I have one as well. And unless I coat the O ring with petroleum jelly it leaks every time. Other than that it's a great filter.


----------



## WVDiscGolfer (Nov 29, 2011)

As a beginner I bought the cf-500 for my first 55g to minimize startup costs. So far it's done excellent and I haven't had any problems with leaks or seals. My problem is that I have a Hydor in-line heater and I had to step down the tubing size for the heater intake. I'm now wondering if it has affected my GPH because the spray bar doesn't have a whole lot of power. However since it's my first tank it could be doing just fine I'm not sure.


----------



## prototyp3 (Dec 5, 2007)

Maybe I've been incredibly lucky, but I've never had to mess with silicone or lubing a seal. I've used canisters for years, Fluval 03's and G6, Eheim everythings, Rena XPs, ADA, and none had issues with providing a water tight seal. No problems even after a canister had been in storage for years..

I wonder if they use some sub standard material for their gasket?


----------



## Aquaticfan (Oct 30, 2011)

prototyp3 said:


> Maybe I've been incredibly lucky, but I've never had to mess with silicone or lubing a seal. I've used canisters for years, Fluval 03's and G6, Eheim everythings, Rena XPs, ADA, and none had issues with providing a water tight seal. No problems even after a canister had been in storage for years..
> 
> I wonder if they use some sub standard material for their gasket?


 I doubt its sub standard.
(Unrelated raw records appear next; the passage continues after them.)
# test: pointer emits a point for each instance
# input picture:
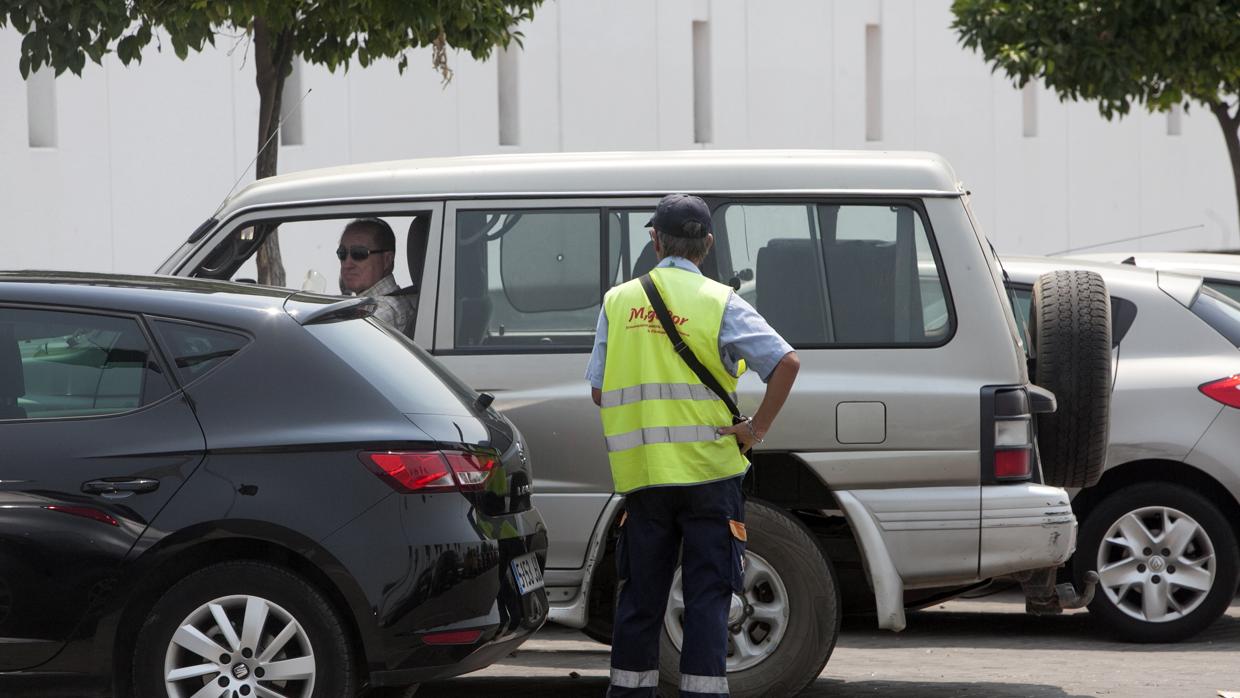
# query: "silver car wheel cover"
(282, 661)
(1156, 564)
(759, 632)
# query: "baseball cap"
(676, 215)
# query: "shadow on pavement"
(1019, 631)
(507, 686)
(557, 687)
(836, 688)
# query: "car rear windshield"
(411, 378)
(1220, 313)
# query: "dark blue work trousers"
(659, 520)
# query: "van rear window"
(1220, 313)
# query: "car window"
(1219, 313)
(196, 350)
(1022, 296)
(75, 365)
(407, 376)
(527, 278)
(1229, 289)
(836, 274)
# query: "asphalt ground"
(983, 647)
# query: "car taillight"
(453, 637)
(1225, 391)
(430, 471)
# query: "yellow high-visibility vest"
(659, 419)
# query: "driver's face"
(360, 275)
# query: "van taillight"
(430, 471)
(1225, 391)
(1008, 444)
(1012, 464)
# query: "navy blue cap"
(681, 215)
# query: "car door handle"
(119, 486)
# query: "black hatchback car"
(217, 490)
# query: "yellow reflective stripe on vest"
(660, 392)
(634, 680)
(661, 435)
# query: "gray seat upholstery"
(13, 381)
(861, 282)
(474, 305)
(788, 293)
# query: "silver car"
(905, 463)
(1220, 272)
(1160, 527)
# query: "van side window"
(75, 365)
(836, 275)
(527, 278)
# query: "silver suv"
(905, 465)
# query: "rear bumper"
(1024, 527)
(934, 537)
(434, 564)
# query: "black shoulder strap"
(683, 350)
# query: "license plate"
(527, 573)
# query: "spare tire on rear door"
(1070, 332)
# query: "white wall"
(144, 154)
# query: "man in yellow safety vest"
(675, 451)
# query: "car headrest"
(13, 382)
(416, 248)
(645, 260)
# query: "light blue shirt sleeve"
(599, 356)
(744, 334)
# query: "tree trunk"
(273, 56)
(1230, 125)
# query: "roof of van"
(608, 174)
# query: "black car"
(210, 489)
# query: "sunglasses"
(360, 253)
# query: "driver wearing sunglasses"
(367, 256)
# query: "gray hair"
(690, 248)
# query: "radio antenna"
(268, 141)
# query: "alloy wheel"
(239, 646)
(757, 619)
(1156, 564)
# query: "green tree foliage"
(65, 34)
(1157, 53)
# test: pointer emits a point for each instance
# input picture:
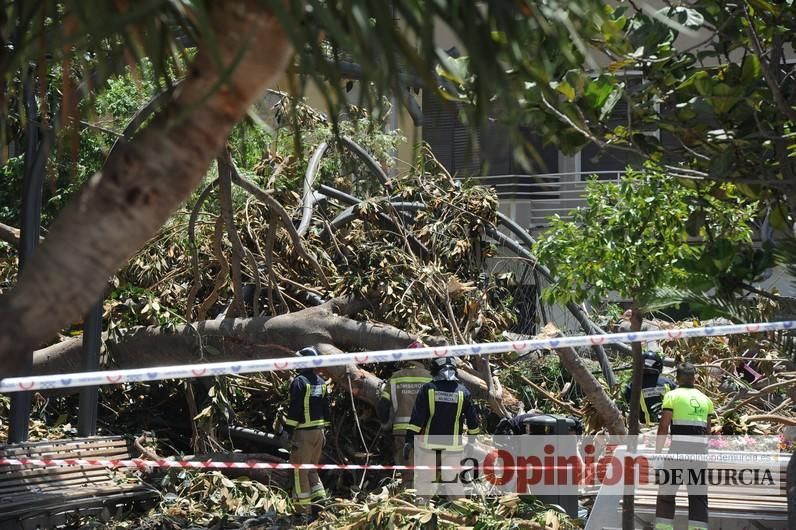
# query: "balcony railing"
(546, 194)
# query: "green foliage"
(636, 236)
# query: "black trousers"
(697, 491)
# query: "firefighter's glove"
(284, 438)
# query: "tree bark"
(609, 413)
(144, 180)
(9, 234)
(634, 414)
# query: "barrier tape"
(79, 379)
(141, 463)
(144, 464)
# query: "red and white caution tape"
(72, 380)
(141, 463)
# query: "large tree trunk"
(609, 413)
(236, 339)
(144, 181)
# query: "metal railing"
(546, 194)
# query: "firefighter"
(686, 412)
(309, 413)
(442, 409)
(653, 388)
(395, 407)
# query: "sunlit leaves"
(635, 236)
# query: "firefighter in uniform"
(308, 414)
(443, 407)
(687, 412)
(653, 388)
(395, 408)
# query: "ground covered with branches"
(415, 254)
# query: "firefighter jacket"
(398, 397)
(690, 410)
(653, 388)
(309, 402)
(441, 409)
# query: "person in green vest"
(686, 415)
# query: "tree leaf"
(750, 69)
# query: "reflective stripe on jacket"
(309, 402)
(442, 408)
(690, 410)
(399, 394)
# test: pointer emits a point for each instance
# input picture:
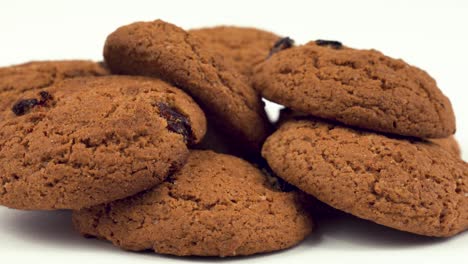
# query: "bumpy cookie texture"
(244, 47)
(361, 88)
(415, 186)
(166, 51)
(450, 144)
(17, 79)
(216, 205)
(94, 140)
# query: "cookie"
(216, 205)
(86, 141)
(244, 47)
(361, 88)
(166, 51)
(450, 144)
(414, 186)
(36, 75)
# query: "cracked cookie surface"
(216, 205)
(94, 140)
(36, 75)
(414, 186)
(168, 52)
(244, 47)
(362, 88)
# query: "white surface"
(429, 34)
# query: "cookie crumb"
(281, 44)
(332, 43)
(24, 106)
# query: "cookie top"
(415, 186)
(450, 144)
(216, 205)
(244, 47)
(362, 88)
(36, 75)
(166, 51)
(86, 141)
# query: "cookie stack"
(167, 146)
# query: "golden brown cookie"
(216, 205)
(362, 88)
(166, 51)
(36, 75)
(244, 47)
(86, 141)
(449, 144)
(414, 186)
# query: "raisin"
(24, 106)
(276, 182)
(281, 44)
(176, 122)
(332, 43)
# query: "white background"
(430, 34)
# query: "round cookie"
(414, 186)
(216, 205)
(244, 47)
(362, 88)
(450, 144)
(166, 51)
(86, 141)
(36, 75)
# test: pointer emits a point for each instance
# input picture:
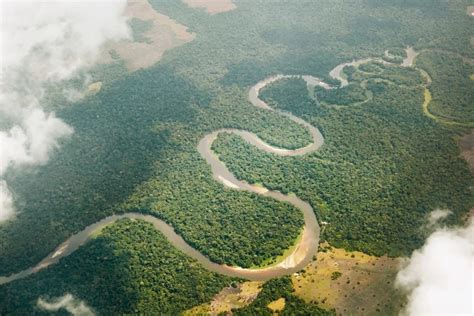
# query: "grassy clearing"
(277, 305)
(364, 284)
(229, 298)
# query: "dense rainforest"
(128, 268)
(384, 165)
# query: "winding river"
(307, 244)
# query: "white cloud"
(45, 42)
(6, 202)
(68, 302)
(439, 276)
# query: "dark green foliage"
(452, 88)
(129, 268)
(350, 94)
(275, 289)
(139, 27)
(383, 167)
(372, 67)
(376, 168)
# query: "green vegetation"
(275, 289)
(129, 268)
(139, 27)
(375, 169)
(383, 167)
(452, 89)
(335, 275)
(350, 94)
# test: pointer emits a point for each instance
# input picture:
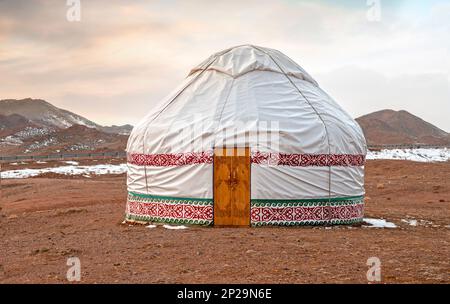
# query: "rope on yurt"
(318, 114)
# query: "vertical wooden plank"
(222, 189)
(232, 187)
(240, 187)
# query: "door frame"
(249, 187)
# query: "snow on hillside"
(67, 170)
(419, 155)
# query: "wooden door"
(232, 187)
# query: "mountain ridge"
(400, 127)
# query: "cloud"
(126, 55)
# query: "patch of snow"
(418, 155)
(410, 222)
(379, 223)
(175, 227)
(71, 162)
(67, 170)
(44, 143)
(11, 140)
(29, 132)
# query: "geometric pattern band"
(257, 157)
(150, 208)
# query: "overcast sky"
(122, 57)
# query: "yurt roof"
(239, 60)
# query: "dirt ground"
(45, 220)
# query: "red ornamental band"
(260, 158)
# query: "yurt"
(249, 138)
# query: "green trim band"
(165, 220)
(309, 200)
(308, 223)
(253, 201)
I know you don't like the sun sun aquatop line. But on all my canister filters in past I've lubricated all the orings no matter what brand. Most people I know do as well. Not doing so invites the chance for one of them to tear or pinch and leak. Seen it happen on fluvals and Eheims. I've used tons of both in the past. In fact most manufacturers recommend it. I know for a fact Eheim does. Like many other things experinces vary. It's part of the way things are. For me I'm glad there are choices. 

Again, I've got 5 of the aquatops and no issues or leaks. But like anything made by human hands things can go wrong and happen. But that's can be said of any brand.


----------



## Hmoobthor (Aug 15, 2011)

prototyp3 said:


> Maybe I've been incredibly lucky, but I've never had to mess with silicone or lubing a seal. I've used canisters for years, Fluval 03's and G6, Eheim everythings, Rena XPs, ADA, and none had issues with providing a water tight seal. No problems even after a canister had been in storage for years..
> 
> I wonder if they use some sub standard material for their gasket?
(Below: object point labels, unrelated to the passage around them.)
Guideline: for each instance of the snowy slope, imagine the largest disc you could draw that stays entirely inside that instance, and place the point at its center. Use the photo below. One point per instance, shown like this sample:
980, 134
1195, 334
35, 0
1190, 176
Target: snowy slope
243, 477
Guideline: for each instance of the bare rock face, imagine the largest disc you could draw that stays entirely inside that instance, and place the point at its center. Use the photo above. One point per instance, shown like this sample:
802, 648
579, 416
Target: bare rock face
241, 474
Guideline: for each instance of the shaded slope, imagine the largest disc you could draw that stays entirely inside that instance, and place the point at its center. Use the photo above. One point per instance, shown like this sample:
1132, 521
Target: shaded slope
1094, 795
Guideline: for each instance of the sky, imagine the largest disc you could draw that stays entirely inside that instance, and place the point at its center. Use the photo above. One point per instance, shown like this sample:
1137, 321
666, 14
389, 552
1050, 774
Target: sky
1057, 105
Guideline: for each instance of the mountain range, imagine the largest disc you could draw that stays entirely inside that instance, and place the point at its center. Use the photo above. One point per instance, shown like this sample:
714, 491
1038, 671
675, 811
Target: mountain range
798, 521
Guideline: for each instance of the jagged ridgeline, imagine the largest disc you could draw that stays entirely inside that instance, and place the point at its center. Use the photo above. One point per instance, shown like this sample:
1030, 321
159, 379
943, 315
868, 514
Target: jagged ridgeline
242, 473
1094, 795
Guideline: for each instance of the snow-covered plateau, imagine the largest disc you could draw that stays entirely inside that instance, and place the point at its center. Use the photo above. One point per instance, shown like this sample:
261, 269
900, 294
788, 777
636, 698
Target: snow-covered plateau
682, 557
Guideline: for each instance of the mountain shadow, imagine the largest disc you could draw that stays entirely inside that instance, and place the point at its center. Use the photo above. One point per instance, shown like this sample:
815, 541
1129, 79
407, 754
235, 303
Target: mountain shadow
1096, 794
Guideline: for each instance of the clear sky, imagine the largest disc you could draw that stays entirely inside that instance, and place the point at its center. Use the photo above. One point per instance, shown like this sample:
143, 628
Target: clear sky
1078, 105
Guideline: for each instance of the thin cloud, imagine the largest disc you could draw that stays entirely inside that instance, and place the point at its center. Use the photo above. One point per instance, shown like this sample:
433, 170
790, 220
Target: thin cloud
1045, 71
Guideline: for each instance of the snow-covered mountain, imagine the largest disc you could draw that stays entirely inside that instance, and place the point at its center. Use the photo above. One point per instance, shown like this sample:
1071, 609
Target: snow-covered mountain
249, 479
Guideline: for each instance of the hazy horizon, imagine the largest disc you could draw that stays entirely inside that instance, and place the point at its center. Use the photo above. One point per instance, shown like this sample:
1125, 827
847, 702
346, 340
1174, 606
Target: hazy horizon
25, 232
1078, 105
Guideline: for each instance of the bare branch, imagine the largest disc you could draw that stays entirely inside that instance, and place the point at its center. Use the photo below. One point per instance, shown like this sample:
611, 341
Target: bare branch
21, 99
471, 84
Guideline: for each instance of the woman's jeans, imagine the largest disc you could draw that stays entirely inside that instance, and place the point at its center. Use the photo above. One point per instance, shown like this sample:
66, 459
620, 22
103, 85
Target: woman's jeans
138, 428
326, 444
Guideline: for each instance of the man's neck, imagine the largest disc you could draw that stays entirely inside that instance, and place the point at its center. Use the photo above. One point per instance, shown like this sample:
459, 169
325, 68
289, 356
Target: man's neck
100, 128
one day you will wake up to a bathtub full fo water because you decide it's not worth lubing.


----------



## prototyp3 (Dec 5, 2007)

Aquaticfan said:


> I doubt its sub standard. I know you don't like the sun sun aquatop line. But on all my canister filters in past I've lubricated all the orings no matter what brand. Most people I know do as well. Not doing so invites the chance for one of them to tear or pinch and leak. Seen it happen on fluvals and Eheims. I've used tons of both in the past. In fact most manufacturers recommend it. I know for a fact Eheim does. Like many other things experinces vary. It's part of the way things are. For me I'm glad there are choices.
> 
> Again, I've got 5 of the aquatops and no issues or leaks. But like anything made by human hands things can go wrong and happen. But that's can be said of any brand.





Hmoobthor said:


> one day you will wake up to a bathtub full fo water because you decide it's not worth lubing.


That wasn't a shot at Sun Sun. I'm just curious to know why I've never experienced this in 10 years of running multiple tanks with canisters. They're compression seals, so you just seat it properly and go. If you haven't damaged the ring (damaged from pinching, abrasive debris, dried out) I would suspect maybe a poor material that compacts easily. Just a theory of course as I've never experienced it myself.


----------



## NWA-Planted (Aug 27, 2011)

Lube is just your friend 

Seriously though had a short term issue with a cf500 opened for cleaning one day put three barrel head on... Leaked! found out I was rolling the gasket when I put it in... Lubed it up never another issue.

Sorry your run in with them was that bad, I use a lot of their products and customer service has always been good :-/

Sent from my DROIDX using Tapatalk 2


----------



## samamorgan (Dec 31, 2011)

NWA-Planted said:


> Lube is just your friend


True in almost every situation. :hihi:


----------